In my post, “Causality, Chance, and Connections,” I have already alluded to one of the biggest mysterious connections that has bedeviled me over the years, namely, the brief suggestion I found in an art book over 50 years ago in the mid-1960s that the human images of Buddha that appeared in statues some four to five hundred years after his life came from the influence of Greek settlers left by Alexander the Great around 300 BC in the Gandhara region of then northwest India (now Pakistan).

I spent decades trying to verify this story.  For some time I have wanted to write an article about what I found.  But it was such a vast and nebulous tale, that I was reluctant to hazard my limited view of the matter.  Nevertheless, I finally could not resist, so here is my sketch of the great Greek Buddha mystery.

See the Greek-Indian Connection

(Update 1/8/2024)  Buddha in Egypt

It looks like new evidence of ancient links between India and the Mediterranean world are being discovered all the time.  This article about a statue of Buddha found in Egypt dating to the early Roman period is fascinating.  See Buddha in Egypt.

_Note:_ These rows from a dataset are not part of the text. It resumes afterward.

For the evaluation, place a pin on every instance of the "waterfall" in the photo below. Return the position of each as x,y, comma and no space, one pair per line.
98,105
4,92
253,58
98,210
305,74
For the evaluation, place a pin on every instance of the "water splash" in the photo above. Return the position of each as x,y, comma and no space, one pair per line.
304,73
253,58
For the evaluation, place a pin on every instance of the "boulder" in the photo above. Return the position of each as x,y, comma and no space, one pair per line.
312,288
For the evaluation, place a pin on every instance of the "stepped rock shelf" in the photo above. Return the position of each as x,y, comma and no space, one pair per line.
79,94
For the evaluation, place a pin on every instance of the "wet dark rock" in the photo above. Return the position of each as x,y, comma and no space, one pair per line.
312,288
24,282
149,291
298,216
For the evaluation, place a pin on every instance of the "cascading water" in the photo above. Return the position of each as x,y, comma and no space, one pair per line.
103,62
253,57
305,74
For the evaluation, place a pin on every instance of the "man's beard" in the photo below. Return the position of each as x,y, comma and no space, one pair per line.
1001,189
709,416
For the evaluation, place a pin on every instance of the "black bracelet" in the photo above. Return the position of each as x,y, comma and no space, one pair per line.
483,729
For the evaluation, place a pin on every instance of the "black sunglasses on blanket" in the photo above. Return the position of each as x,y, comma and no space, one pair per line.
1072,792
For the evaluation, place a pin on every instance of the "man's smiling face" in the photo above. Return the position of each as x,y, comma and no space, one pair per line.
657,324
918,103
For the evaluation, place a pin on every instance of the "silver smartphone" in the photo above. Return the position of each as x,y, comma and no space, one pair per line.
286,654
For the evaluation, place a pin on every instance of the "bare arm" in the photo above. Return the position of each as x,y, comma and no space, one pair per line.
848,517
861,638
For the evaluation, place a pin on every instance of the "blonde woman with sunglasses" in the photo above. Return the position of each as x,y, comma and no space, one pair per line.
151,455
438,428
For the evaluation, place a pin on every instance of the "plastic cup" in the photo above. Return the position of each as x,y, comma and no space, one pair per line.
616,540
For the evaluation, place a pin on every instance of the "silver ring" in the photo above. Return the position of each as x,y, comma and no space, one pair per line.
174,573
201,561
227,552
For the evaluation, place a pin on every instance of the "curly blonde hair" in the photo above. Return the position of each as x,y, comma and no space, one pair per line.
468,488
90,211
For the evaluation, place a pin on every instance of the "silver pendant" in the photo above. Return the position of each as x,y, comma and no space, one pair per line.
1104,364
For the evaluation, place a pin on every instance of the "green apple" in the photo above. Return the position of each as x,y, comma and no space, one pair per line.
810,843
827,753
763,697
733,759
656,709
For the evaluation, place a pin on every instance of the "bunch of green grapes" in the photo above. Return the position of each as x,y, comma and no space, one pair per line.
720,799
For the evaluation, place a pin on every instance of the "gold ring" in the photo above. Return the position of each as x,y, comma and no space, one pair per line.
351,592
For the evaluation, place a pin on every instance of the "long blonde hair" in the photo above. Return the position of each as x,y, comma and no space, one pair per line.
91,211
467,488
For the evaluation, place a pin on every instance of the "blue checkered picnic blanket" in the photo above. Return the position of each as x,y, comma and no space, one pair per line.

This article reawakens a question I have had for years but never had corroborated: why was monasticism claimed to have originated in Egypt, in particular the Sinai, around the first century CE, when it clearly existed in India with Theravada Buddhism that arose in the early days of Buddhism around 500 BCE?  Now this latest discovery in Egypt indicates the Egyptians were well aware of Indian religions and in particular Theravada Buddhism, which was dominant in Sri Lanka.  In fact, Wikipedia suggests that Sri Lanka was a major link to the ancient Egyptian port city Berenike where the Buddha statue was found.  Tis a puzzle.